In today’s weekly report, the key takeaway was that the national corn condition rating was expected to improve from last week due to widespread heavy rains over much of the Corn Belt, but instead, the good to excellent rating actually went down by one percentage point.
Similarly, analysts were looking for an improvement in soybean condition ratings, but overall, the national rating stayed unchanged from last week.
However, the condition of the spring wheat crop followed last week’s 10 percentage point drop with another decline of seven points in the good to excellent categories - taking that rating down to an exceedingly low 20 percent level. It’s hard to believe that 39 percent of the nation’s spring wheat crop is in poor to very poor condition in this report.
Grain sorghum (milo) dropped 3 points, but remains at a respectable 70 percent rating.
Cotton conditions remained unchanged at 52 percent good to excellent while rice ratings declined by one point and the national peanut rating stayed unchanged but featured wide swings in ratings among key producing states.
Winter wheat harvest activity gained some momentum early last week, but came to a screeching halt when heavy rains pounded active harvest areas.
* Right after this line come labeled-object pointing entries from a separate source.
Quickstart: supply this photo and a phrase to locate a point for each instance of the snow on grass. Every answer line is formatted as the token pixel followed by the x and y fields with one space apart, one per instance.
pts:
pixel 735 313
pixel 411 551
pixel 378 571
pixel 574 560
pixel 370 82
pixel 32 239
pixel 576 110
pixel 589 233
Their progress improved to 33 percent complete, but is still running seven points behind the five year average.
Pasture condition ratings held steady in Texas, but dropped significantly in key cattle states of Oklahoma, Kansas, South Dakota, Montana, and New Mexico. Slight improvement was seen in Wyoming and Nebraska.
Most of the regular contenders stayed atop the short to very short categories in the soil moisture conditions. South Dakota has the dubious honor of having the driest topsoil with 90 percent of the state rated short to very short - two points more than last week. Meanwhile, New Mexico reportedly has the driest subsoil moisture conditions with 91 percent short to very short - an additional one point from last week.